A NOT SO GLAMOROUS LOOK AT THE UNDERBELLY OF CHICAGO'S HOUSING MARKET


All photos taken live from Chicago properties & environs

Friday, April 27, 2012

Owls Asked to Watch Over Cats for Awhile

Six felines were observed running naked and free throughout this Bridgeport two flat while the building's lone residents, a tight knit group of rare Calumet Owls, kept watch over the dwelling. The owls had no word on the whereabouts of the home's owners. BRIDGEPORT

Wednesday, April 25, 2012

The Hulk Attacks Another Bungalow

Homesellers have had to contend with the harmful effects of foreclosures, short sales, and a nervous buying public. And now a new threat has extended the agony.
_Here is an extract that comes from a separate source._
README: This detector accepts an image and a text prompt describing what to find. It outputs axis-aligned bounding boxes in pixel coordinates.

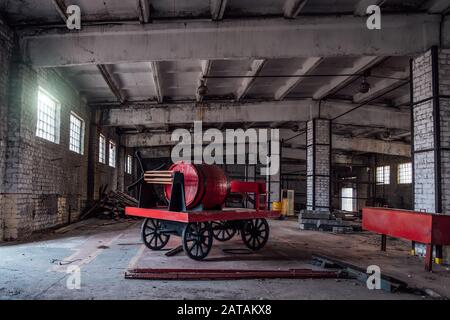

A buyer calling himself Mr. Hulk has been making his way to open houses in the Chicago area, last seen running through this brick wall in the Bridgeport neighborhood. If you or someone you know sees him, authorities are asking that you stay far away. But a contractor named Mishka is asking that anyone coming across this Mr. Hulk call him immediately because his demo guy has been missing for the last week. BRIDGEPORT

Monday, April 23, 2012

Loner Son Unhappy About Brother's Success


While touring potential buyers through his deceased parent's century old Pilsen worker's cottage, the son of the estate pointed to the wall and declared, "Look at that huge painting of my older brother and his stupid wife that everyone thinks is so amazing and their stupid little castle in Europe. And then me, with only that little photo. My parents never understood me. I hope you buy this place so I can get back to the desert and away from all this stuff."
PILSEN

Friday, April 20, 2012

Sellers Turn on Their Lovelight for Earth Day





Homesellers across unincorporated sections of West Bucktown, known to some locals as Humboldt Park, have coordinated their love for Earth this weekend, by letting their lovelights shine.
HUMBOLDT PARK

Wednesday, April 18, 2012

Fireplace Wars set to Replace Cupcake Wars



HGTV has recently announced that it will have a new reality show centered around fireplace competitions marketing itself with the tagline, "We'll burn your cupcakes...with our electric fireplaces."
HUMBOLDT PARK

Monday, April 16, 2012

Tenants Threaten to Use Squirting Faucet



Upset that their landlord didn't notify them about an impending eviction due to foreclosure, despite collecting their generous section 8 vouchers every month, the tenants of this Logan Square four flat left lethal warnings throughout the property that visitors may be attacked with a very long squirting faucet, one of the many things their former landlord refused to touch.
LOGAN SQUARE

Wednesday, April 11, 2012

Little People Have Bad Taste Too


Long immune from aesthetic critique due to the difficulty in adapting to everyday tall people situations, little people are now facing the wrath of HGTV couch critics who have deplored the latest trend in little people showers as "It wasn't 80's trash for just the tall people."

BRIDGEPORT

Monday, April 9, 2012

Bridgeport Welcomes California Rejects


After years of trying to convince California architecture snobs and obstinate homeowners association boards that they belong in the state Jerry Brown built, two Golden State constructed homes have absconded to Chicago's Bridgeport neighborhood, where a small political contribution, deducted weekly from a credit card of their choice, won them the right to show their forward thinking beauty to the Southside masses.
BRIDGEPORT

Wednesday, April 4, 2012

Hieroglyphs Found. Buyers Delighted.


A young Chicago couple, purchasing their first home in the city's West Town neighborhood, was overcome with enthusiastic glee upon discovering ancient wall writings depicting life for the building's former inhabitants. The wife was overheard telling her bewildered husband, "they wanted us to enjoy their toilet seat since they were moving to a smaller home."

WEST TOWN

Monday, April 2, 2012

Drunk Radiator Man Screws Up Again


That one really inexpensive radiator guy people love to call for simple heating repairs has done it again. When the landlord noticed his radiators on the ceiling, he simply shrugged and said, "he always do such things, but for that price, what to do? Tenant no can say anything. Look. You see. Still hot."